So it’s Halloween and usually it’s around this time that I start waxing nostalgic about my childhood when being scary was not mutually exclusive with being silly. There was also the funness factor, too–of dressing up and collecting candy. The last time I really had much fun on Halloween was my freshman year of college when I was part of a group costume and got into a contest for which group could get the most candy of all. It seemed like we scoured ever single house in Pasadena–except for the first year chemistry prof’s house. We were sure he was going to criticize us on our costume. No one wants to listen to a lecture on bond lengths on Halloween.
Back to being scary and silly. I would not consider myself a true horror fan. I really dislike the splatterpunk genre as I think it is to horror as Britney Spears or the Jonas Brothers is to pop. Instead, I like stories with horror elements. It could be Lovecraftian or psychological or things dealing with the occult. Far more subtle things. And then there is the mixture of comedy and horror where things weren’t exactly subtle but the fear was still complex–not something so blunt and unidimensional that it is only used to cause shock. I think there’s something to be said about laughing at things that frighten you because it makes one realize that a lot of fears are silly and irrational. And if you really want to do anything about them, one should take action rather than running about uselessly wasting your breath screaming.

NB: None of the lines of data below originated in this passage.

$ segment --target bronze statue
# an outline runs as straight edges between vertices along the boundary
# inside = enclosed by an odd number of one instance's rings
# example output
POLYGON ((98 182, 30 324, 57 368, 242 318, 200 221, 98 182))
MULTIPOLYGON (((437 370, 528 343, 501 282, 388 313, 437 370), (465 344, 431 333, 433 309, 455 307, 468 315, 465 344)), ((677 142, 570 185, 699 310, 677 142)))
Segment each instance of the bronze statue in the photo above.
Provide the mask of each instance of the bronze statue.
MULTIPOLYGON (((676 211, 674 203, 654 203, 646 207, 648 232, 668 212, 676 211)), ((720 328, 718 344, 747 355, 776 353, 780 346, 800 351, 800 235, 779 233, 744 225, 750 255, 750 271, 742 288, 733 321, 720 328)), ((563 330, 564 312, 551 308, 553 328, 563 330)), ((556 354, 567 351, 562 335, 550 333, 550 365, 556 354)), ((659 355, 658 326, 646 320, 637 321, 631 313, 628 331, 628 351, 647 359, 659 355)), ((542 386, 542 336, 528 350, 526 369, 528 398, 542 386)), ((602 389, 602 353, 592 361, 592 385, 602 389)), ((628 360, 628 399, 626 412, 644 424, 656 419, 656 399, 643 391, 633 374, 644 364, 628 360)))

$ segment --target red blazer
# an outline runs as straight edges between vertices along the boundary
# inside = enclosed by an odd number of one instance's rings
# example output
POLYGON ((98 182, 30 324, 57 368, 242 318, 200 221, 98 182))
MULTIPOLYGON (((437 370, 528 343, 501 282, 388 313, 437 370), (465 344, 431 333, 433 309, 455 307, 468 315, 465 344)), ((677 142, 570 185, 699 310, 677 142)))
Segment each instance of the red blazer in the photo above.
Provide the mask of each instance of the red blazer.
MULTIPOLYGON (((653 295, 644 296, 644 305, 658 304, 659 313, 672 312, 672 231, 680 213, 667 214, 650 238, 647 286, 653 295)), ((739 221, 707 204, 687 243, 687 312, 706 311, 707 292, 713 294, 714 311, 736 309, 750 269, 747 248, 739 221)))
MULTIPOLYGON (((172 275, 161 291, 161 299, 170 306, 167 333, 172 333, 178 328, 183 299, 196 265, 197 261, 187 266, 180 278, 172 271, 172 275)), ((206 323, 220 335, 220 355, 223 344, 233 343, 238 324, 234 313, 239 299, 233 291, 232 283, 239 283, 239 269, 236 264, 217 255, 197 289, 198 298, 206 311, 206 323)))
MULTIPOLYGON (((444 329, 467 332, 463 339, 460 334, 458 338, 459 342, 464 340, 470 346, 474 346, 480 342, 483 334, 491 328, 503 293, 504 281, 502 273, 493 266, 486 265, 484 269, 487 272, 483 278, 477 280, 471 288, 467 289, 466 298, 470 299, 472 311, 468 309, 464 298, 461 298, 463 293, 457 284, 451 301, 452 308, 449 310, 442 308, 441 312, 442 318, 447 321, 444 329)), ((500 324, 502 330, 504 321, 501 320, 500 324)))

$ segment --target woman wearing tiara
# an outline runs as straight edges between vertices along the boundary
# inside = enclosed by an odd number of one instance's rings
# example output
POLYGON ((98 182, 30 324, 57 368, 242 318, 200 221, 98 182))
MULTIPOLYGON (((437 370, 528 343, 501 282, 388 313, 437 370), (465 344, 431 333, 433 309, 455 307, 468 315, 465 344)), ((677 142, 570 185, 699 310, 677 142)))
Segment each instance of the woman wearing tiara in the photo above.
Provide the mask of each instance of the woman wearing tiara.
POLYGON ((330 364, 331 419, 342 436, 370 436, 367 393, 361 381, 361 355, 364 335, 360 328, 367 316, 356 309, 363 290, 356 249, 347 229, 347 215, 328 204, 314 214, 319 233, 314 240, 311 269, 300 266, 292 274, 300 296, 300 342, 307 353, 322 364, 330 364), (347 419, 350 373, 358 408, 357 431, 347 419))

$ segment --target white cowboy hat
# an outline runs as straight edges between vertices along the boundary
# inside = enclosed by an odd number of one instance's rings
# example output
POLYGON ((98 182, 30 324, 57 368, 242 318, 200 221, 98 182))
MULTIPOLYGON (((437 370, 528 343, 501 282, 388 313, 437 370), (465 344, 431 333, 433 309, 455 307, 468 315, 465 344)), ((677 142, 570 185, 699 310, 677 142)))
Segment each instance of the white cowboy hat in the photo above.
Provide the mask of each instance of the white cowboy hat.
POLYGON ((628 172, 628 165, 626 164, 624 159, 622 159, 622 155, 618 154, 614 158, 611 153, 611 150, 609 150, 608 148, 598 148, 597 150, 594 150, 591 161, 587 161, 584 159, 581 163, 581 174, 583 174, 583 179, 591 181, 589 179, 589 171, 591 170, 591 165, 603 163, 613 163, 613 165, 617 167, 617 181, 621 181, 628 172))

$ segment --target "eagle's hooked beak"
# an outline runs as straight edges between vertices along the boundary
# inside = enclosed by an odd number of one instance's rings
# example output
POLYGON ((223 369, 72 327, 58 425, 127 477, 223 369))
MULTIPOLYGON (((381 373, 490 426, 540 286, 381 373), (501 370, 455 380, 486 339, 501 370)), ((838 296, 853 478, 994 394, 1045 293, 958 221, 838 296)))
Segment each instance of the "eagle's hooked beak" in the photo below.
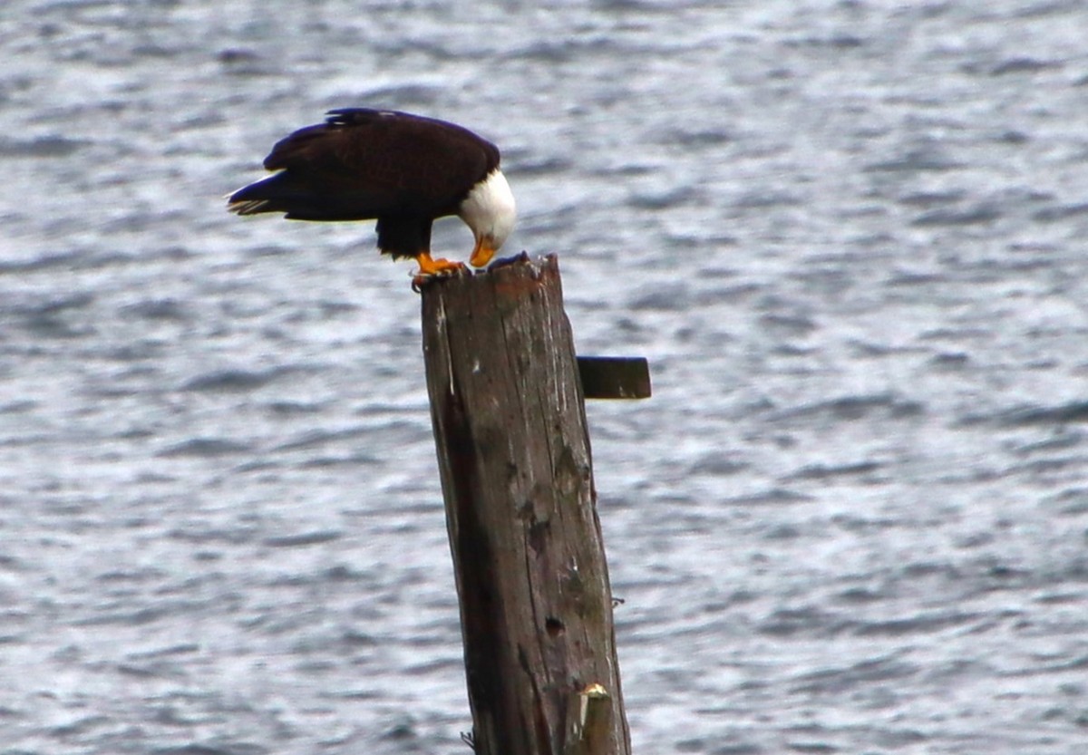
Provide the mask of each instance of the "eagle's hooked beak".
POLYGON ((477 245, 472 249, 472 257, 469 258, 469 262, 473 268, 483 268, 491 262, 491 258, 495 256, 496 249, 495 239, 484 234, 477 238, 477 245))

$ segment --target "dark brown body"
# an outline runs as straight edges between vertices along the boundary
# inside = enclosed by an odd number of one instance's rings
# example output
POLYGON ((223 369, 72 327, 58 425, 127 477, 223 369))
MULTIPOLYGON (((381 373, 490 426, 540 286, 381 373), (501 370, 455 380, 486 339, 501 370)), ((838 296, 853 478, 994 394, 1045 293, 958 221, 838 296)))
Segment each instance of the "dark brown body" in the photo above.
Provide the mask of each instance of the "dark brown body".
POLYGON ((445 121, 383 110, 333 110, 325 123, 277 143, 264 168, 280 171, 234 193, 238 214, 293 220, 378 220, 393 257, 430 250, 436 218, 457 214, 473 186, 498 168, 490 141, 445 121))

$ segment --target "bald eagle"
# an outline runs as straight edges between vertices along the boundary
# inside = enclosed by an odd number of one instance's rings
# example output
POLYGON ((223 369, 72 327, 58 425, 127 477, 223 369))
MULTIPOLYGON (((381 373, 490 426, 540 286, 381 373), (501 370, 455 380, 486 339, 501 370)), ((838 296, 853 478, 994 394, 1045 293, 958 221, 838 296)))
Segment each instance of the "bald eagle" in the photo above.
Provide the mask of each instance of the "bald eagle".
POLYGON ((437 218, 457 215, 469 226, 475 268, 486 265, 514 230, 514 195, 498 163, 495 145, 453 123, 391 110, 332 110, 324 123, 279 141, 264 158, 275 175, 230 195, 227 209, 292 220, 376 220, 381 252, 413 258, 425 279, 465 269, 431 257, 437 218))

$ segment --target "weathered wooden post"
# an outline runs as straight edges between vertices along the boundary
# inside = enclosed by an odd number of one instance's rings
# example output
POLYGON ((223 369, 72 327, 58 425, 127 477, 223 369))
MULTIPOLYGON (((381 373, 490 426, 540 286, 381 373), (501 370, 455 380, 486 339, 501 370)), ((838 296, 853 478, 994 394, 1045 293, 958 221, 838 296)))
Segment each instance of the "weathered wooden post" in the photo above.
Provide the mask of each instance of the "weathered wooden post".
MULTIPOLYGON (((431 419, 481 755, 629 755, 559 268, 423 287, 431 419)), ((647 386, 648 387, 648 386, 647 386)))

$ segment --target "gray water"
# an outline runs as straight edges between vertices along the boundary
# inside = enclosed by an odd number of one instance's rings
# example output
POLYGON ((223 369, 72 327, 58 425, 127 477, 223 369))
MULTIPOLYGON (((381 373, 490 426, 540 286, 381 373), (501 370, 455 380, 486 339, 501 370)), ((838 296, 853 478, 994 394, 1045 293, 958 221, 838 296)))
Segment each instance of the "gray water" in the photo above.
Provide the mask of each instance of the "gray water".
MULTIPOLYGON (((407 264, 228 215, 334 107, 503 147, 636 753, 1088 750, 1088 5, 0 9, 0 753, 466 753, 407 264)), ((440 223, 461 256, 468 231, 440 223)))

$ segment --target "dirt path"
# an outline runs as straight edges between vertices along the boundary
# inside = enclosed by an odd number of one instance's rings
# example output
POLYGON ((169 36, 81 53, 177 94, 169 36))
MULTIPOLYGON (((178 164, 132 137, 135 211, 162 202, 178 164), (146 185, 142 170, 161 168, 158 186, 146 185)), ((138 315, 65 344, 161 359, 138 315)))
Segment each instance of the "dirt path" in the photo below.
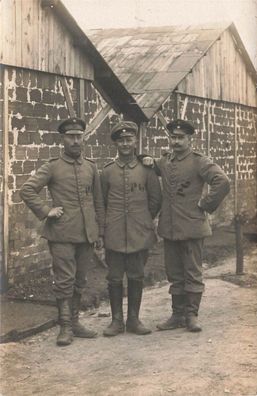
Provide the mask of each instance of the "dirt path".
POLYGON ((145 291, 141 316, 151 335, 102 337, 110 320, 98 316, 109 312, 103 304, 82 317, 97 339, 58 348, 54 328, 2 344, 1 395, 256 396, 257 289, 207 279, 198 334, 155 331, 170 312, 167 289, 145 291))

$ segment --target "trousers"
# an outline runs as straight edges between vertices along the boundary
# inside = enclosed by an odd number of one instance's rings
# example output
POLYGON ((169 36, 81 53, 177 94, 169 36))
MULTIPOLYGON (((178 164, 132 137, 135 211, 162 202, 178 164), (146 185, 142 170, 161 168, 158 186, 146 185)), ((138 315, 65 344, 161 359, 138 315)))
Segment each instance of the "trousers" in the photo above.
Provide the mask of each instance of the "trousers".
POLYGON ((93 249, 87 243, 59 243, 48 241, 53 260, 55 297, 70 298, 74 291, 82 294, 86 286, 86 272, 93 249))
POLYGON ((202 293, 203 239, 171 241, 164 239, 164 262, 170 294, 202 293))
POLYGON ((108 265, 106 279, 109 283, 121 283, 126 273, 128 279, 143 280, 147 258, 148 250, 140 250, 135 253, 121 253, 107 249, 105 252, 105 260, 108 265))

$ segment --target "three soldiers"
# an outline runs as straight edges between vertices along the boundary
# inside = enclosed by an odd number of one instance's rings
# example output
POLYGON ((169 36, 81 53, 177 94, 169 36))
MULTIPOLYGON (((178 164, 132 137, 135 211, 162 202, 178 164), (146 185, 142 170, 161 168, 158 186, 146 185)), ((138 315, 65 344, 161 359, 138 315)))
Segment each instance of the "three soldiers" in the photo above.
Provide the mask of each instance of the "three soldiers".
POLYGON ((139 335, 151 331, 139 320, 144 266, 156 241, 153 219, 162 205, 158 233, 164 239, 165 267, 171 282, 172 316, 159 330, 185 327, 200 331, 197 322, 204 284, 203 240, 211 234, 206 217, 229 192, 221 168, 190 148, 193 126, 184 120, 168 123, 172 153, 155 161, 135 155, 138 127, 121 121, 111 138, 118 157, 107 164, 101 182, 93 161, 83 158, 85 123, 73 118, 58 130, 64 154, 44 164, 21 189, 21 197, 34 214, 46 219, 43 237, 53 258, 54 292, 59 311, 58 345, 69 345, 73 335, 92 338, 96 333, 79 323, 79 305, 86 284, 92 247, 106 249, 112 322, 105 336, 125 331, 139 335), (162 177, 163 198, 158 176, 162 177), (203 196, 207 183, 209 192, 203 196), (102 184, 102 188, 101 188, 102 184), (47 186, 52 208, 40 198, 47 186), (161 204, 162 201, 162 204, 161 204), (106 216, 105 216, 106 211, 106 216), (123 318, 123 277, 128 281, 126 327, 123 318))

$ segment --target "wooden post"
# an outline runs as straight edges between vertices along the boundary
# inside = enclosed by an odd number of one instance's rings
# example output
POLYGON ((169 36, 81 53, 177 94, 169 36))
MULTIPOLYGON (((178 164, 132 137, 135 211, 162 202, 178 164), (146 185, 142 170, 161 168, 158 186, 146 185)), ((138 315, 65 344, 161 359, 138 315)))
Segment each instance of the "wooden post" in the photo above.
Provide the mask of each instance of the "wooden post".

When I was around five or six years old, I watched Mr. Boogedy and Bride of Boogedy. The first movie didn’t make so much an impression on me, but I absolutely loved the sequel. My dad had recorded Bride of Boogedy one Halloween and I ended up watching it all the time, wearing out that VHS tape until it was on its last legs. One thing I loved about it was that it was so ridiculous. There were gypsies, gags, ghosts, and people blowing up like a Macy’s Thanksgiving Day Parade float.
But as a kid, I never really analyzed why I loved the movie. But now I realize that the silly stuff alone would not have made it stick in my head this long. There was a more serious side of Bride of Boogedy, one of obsessed and unrequited love. There’s something sad about the monstrous Mr. Boogedy who would never get the girl–even in the afterlife. It’s something that anyone can empathize with–because at one time or another, everyone feels like an unloved misfit. The true horror of the film was not about some crazy ghost terrorizing modern townspeople. It was the fact that Mr. Boogedy represented the consequences of going too far just so he wouldn’t be alone anymore. Maybe this is one reason why paranormal romances are so popular now. Because in those romances, the monsters and misfits do get the girl (or guy) and live happily ever after without the dire consequences that Mr. Boogedy reaped.
Anyways, thanks to YouTube, we can all watch Bride of Boogedy. Which pretty much means I don’t have to fiddle with the horror of VHS tapes anymore.